Government officials from Bangladesh and Myanmar agreed yesterday to halt the outflow of Rohingya Muslims to Bangladesh and enable the refugees to return home. "Myanmar affirms its commitment to immediately halt the outflow of Myanmar residents to Bangladesh, to restore normalcy in Rakhine to enable displaced Myanmar residents to return from Bangladesh at the earliest" possible time, the sides said in a joint statement.
More than 600,000 Rohingya from northern Rakhine have fled to Bangladesh since Aug. 25, when Myanmar security forces began a scorched-earth campaign against Rohingya villages. Earlier this month, the two sides agreed to set up a working group on the repatriation process.
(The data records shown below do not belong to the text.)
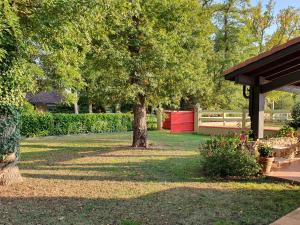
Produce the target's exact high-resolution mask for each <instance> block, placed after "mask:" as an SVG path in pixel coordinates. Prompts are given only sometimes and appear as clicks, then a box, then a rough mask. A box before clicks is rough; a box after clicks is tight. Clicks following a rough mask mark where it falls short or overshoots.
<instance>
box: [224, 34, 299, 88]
mask: <svg viewBox="0 0 300 225" xmlns="http://www.w3.org/2000/svg"><path fill="white" fill-rule="evenodd" d="M224 75H225V79H227V80H231V81H235V82H236V83H240V84H244V85H251V82H253V80H254V79H255V78H257V77H260V78H262V80H264V81H263V83H264V84H266V85H265V88H262V92H263V93H264V92H267V91H270V90H275V89H277V88H280V87H283V86H286V85H288V86H293V87H299V86H300V37H297V38H295V39H292V40H290V41H288V42H287V43H285V44H282V45H279V46H277V47H275V48H273V49H271V50H269V51H267V52H264V53H262V54H259V55H257V56H255V57H253V58H250V59H248V60H246V61H245V62H243V63H240V64H238V65H236V66H234V67H232V68H230V69H228V70H227V71H225V72H224ZM267 83H269V85H267ZM271 83H272V84H271ZM267 86H268V88H266V87H267Z"/></svg>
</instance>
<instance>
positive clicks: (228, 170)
mask: <svg viewBox="0 0 300 225" xmlns="http://www.w3.org/2000/svg"><path fill="white" fill-rule="evenodd" d="M200 149H201V154H202V156H203V170H204V172H205V173H206V174H207V175H209V176H217V177H227V176H240V177H249V176H255V175H257V174H258V172H259V170H260V167H259V165H258V164H257V162H256V159H255V157H254V156H252V155H250V154H249V152H247V151H246V150H244V149H243V148H241V146H240V140H239V139H238V138H225V137H214V138H212V139H211V140H208V141H206V143H205V144H203V145H201V147H200Z"/></svg>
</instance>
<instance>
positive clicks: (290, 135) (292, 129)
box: [277, 125, 296, 137]
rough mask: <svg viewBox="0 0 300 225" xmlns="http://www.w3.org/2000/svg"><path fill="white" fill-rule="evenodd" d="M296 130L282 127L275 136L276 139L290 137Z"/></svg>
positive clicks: (292, 128)
mask: <svg viewBox="0 0 300 225" xmlns="http://www.w3.org/2000/svg"><path fill="white" fill-rule="evenodd" d="M295 132H296V130H295V128H294V127H291V126H289V125H284V126H283V127H282V128H281V129H280V130H279V131H278V134H277V137H291V136H293V135H294V134H295Z"/></svg>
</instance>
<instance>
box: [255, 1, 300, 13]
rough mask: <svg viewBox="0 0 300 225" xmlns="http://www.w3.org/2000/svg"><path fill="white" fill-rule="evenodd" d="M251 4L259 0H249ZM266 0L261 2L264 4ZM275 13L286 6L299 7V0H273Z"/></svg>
mask: <svg viewBox="0 0 300 225" xmlns="http://www.w3.org/2000/svg"><path fill="white" fill-rule="evenodd" d="M251 1H252V3H253V4H255V5H256V4H257V3H258V1H259V0H251ZM267 2H268V0H263V3H264V4H266V3H267ZM275 2H276V3H275V13H278V12H279V11H280V9H284V8H287V7H288V6H294V7H296V8H300V0H275Z"/></svg>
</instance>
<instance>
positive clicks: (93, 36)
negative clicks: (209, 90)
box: [91, 0, 207, 147]
mask: <svg viewBox="0 0 300 225" xmlns="http://www.w3.org/2000/svg"><path fill="white" fill-rule="evenodd" d="M102 16H103V17H102V18H103V19H101V20H99V19H97V20H95V22H94V23H93V26H94V27H92V30H91V34H92V35H91V38H92V49H93V58H94V62H95V63H96V64H95V65H98V70H99V72H100V73H101V78H102V79H101V82H102V83H105V84H106V85H105V90H106V92H107V93H111V94H112V95H113V96H115V97H116V96H118V97H119V98H120V99H126V100H127V101H128V102H131V103H132V104H133V105H134V107H133V114H134V125H133V130H134V131H133V142H132V145H133V146H134V147H147V145H148V141H147V124H146V109H147V106H149V105H151V106H158V105H159V104H162V103H177V104H178V103H179V101H180V99H181V98H182V97H183V96H184V95H187V94H189V93H193V92H196V91H197V90H198V89H199V88H201V87H203V86H204V85H203V84H204V83H205V82H201V81H203V80H205V79H204V68H205V63H204V60H203V58H204V57H205V55H204V48H205V44H206V43H207V35H203V34H206V30H205V27H204V26H202V24H204V23H206V21H204V19H206V18H203V17H202V8H201V5H200V4H199V2H198V1H196V0H192V1H191V0H164V1H160V0H140V1H139V0H132V1H127V0H118V1H105V2H104V4H103V11H102ZM202 19H203V20H202ZM103 24H104V28H103ZM103 31H104V32H103Z"/></svg>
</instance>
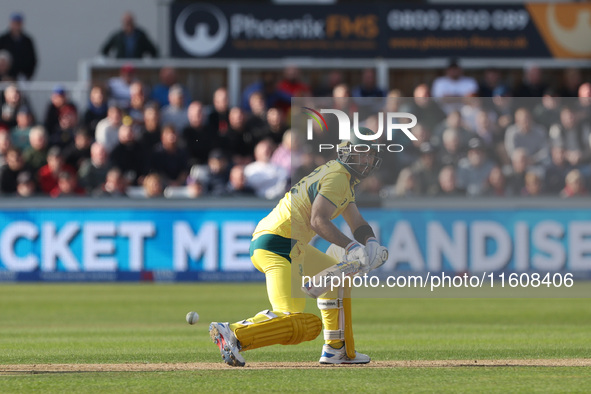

Myanmar's Buddhist majority denies that Rohingya Muslims are a separate ethnic group and regards them as having migrated illegally from Bangladesh, although many families have lived in Myanmar for generations.
The exodus of the Rohingya has become a major humanitarian crisis and sparked international condemnation of Buddhist-majority Myanmar. The United States is taking steps and considering a range of further actions over Myanmar's treatment of its Rohingya Muslim minority, including targeted sanctions under its Global Magnitsky law, the State Department said on Monday. It marked the strongest U.S. response so far to the months-long Rohingya crisis but came short of applying the most drastic tools at Washington's disposal such as reimposing broader economic sanctions suspended under the Obama administration.